Mahkamah Konstitusi (MK) menolak permohonan uji materi alias judicial review Pasal 30 ayat 1 dan 2 Undang-undang Nomor 19 Tahun 2019 tentang Komisi Pemberantasan Korupsi (UU KPK) nan diajukan oleh Koordinator Masyarakat Anti-Korupsi Indonesia (MAKI) Boyamin Saiman.

"Mengadili: Menolak permohonan pemohon untuk seluruhnya," ujar Ketua Hakim Konstitusi Suhartoyo dalam sidang pembacaan putusan di Gedung MK, Jakarta, Kamis (2/1) petang.

Dalam permohonannya, Boyamin mau tambahan pemaknaan kata "Presiden" dalam rangka mendapatkan calon ketua dan majelis pengawas (dewas) KPK secara sah dan kredibel.

Boyamin mempersoalkan tidak ada kepastian norma mengenai presiden alias pemerintah periode mana nan berkuasa membentuk panitia seleksi calon ketua dan personil dewas KPK.

Boyamin beranggapan presiden dan pemerintah hanya dapat membentuk panitia seleksi calon ketua dan dewas KPK nan masa jabatannya sama.

Menurut MK, prinsip dalil permohonan tersebut sama dengan pertimbangan norma dalam putusan MK nomor: 160/PUU/XXII/2024.
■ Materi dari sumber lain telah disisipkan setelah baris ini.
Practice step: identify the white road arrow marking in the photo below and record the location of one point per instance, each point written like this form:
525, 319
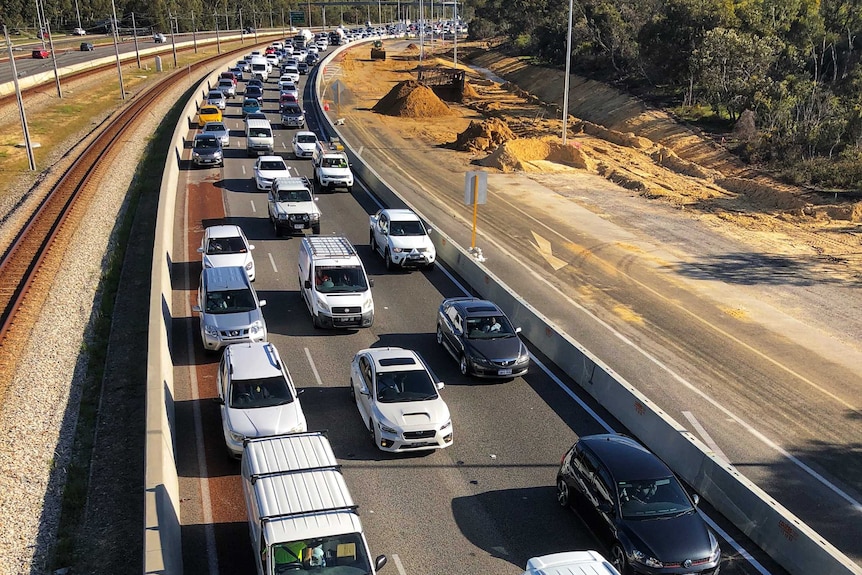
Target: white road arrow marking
544, 248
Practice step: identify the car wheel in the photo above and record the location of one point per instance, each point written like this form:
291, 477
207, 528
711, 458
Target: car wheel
618, 559
562, 492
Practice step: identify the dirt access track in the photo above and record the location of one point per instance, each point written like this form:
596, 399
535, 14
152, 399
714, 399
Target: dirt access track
515, 126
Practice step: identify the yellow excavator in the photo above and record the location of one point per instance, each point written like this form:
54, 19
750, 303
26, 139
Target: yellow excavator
377, 51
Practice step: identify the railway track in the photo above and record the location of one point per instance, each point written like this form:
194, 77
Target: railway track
28, 267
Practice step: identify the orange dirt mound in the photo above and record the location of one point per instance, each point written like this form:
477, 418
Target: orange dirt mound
411, 99
483, 136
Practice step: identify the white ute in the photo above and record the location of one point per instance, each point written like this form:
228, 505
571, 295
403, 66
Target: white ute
291, 206
302, 518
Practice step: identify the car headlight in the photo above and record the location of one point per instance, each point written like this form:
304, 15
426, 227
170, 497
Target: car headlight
645, 559
386, 428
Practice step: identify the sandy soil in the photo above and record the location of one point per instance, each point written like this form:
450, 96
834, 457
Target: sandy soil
517, 127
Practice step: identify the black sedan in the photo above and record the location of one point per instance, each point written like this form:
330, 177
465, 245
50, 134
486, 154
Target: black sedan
481, 338
638, 505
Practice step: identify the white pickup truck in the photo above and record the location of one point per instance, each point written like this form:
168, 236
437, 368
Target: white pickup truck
292, 208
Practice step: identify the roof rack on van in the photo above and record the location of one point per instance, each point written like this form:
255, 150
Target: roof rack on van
332, 246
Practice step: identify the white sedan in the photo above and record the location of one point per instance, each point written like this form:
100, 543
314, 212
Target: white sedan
267, 169
224, 246
398, 400
402, 239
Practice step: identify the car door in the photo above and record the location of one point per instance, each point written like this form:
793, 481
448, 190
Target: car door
362, 380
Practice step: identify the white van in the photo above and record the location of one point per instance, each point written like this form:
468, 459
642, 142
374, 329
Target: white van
260, 67
333, 283
258, 137
301, 516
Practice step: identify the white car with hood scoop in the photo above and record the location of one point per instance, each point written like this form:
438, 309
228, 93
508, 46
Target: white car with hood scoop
256, 395
402, 239
399, 401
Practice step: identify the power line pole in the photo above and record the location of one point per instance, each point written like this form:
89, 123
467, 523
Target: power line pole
27, 144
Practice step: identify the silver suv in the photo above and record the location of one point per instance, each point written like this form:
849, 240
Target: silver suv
229, 308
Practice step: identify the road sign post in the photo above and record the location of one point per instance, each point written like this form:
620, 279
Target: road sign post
475, 193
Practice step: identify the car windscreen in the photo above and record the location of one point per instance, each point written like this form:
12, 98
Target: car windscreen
406, 228
647, 499
205, 143
260, 392
294, 196
233, 245
230, 301
488, 327
398, 386
272, 165
344, 279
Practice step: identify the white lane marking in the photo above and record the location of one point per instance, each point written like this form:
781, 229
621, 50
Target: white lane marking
313, 367
706, 437
739, 548
206, 502
398, 566
857, 506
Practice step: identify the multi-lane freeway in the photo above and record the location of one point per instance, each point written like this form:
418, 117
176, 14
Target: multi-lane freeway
485, 505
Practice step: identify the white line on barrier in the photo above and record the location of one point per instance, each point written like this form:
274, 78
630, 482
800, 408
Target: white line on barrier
739, 548
398, 566
206, 502
313, 367
704, 435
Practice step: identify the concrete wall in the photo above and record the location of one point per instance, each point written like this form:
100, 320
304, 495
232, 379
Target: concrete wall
794, 545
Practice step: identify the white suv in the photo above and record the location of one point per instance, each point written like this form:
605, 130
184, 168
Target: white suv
229, 308
257, 395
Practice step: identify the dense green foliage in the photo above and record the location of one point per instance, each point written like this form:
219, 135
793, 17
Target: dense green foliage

Di antaranya, sistem perekrutan ketua KPK dengan skema empat tahunan berasas Pasal 34 UU KPK telah menyebabkan dinilainya keahlian dari ketua KPK nan merupakan manifestasi dari keahlian lembaga sebanyak dua kali oleh presiden maupun DPR dalam periode masa kedudukan nan sama.

Penilaian dua kali terhadap KPK tersebut dapat menakut-nakuti independensi KPK lantaran dengan kewenangan presiden maupun DPR untuk dapat melakukan seleksi alias rekrutmen ketua KPK sebanyak dua kali dalam periode alias masa kedudukan kepemimpinannya berpotensi tidak saja memengaruhi independensi ketua KPK, tetapi juga beban psikologis dan tumbukan kepentingan terhadap ketua KPK nan hendak mendaftarkan diri kembali pada seleksi calon ketua KPK berikutnya.

Perbedaan masa kedudukan KPK dengan lembaga independen lain menyebabkan perbedaan perlakuan nan mencederai rasa keadilan lantaran memperlakukan berbeda terhadap perihal nan semestinya bertindak sama.

Hal demikian bertentangan dengan ketentuan Pasal 28D ayat 1 UUD NRI 1945.

"Oleh lantaran itu, menurut Mahkamah, guna menegakkan norma dan keadilan, sesuai dengan Pasal 24 ayat 1 UUD 1945 dan menurut penalaran nan wajar, ketentuan nan mengatur tentang masa kedudukan ketua KPK semestinya disamakan dengan ketentuan nan mengatur tentang perihal nan sama pada lembaga negara constitutional importance nan berkarakter independen ialah selama 5 tahun," ucap Hakim Konstitusi Saldi Isra.

MK beranggapan ketua dan personil Dewas KPK nan dihasilkan dalam proses seleksi dan disetujui alias diangkat pada pemerintahan nan berbeda bakal lebih menjamin independensi KPK lantaran tidak ada ketergantungan kepada pemerintahan sebelumnya nan terlibat seleksi.

"Pertimbangan norma putusan MK nomor: 160/PUU/XXII/2024 mutatis mutandis bertindak menjadi pertimbangan norma putusan perkara a quo," kata Saldi.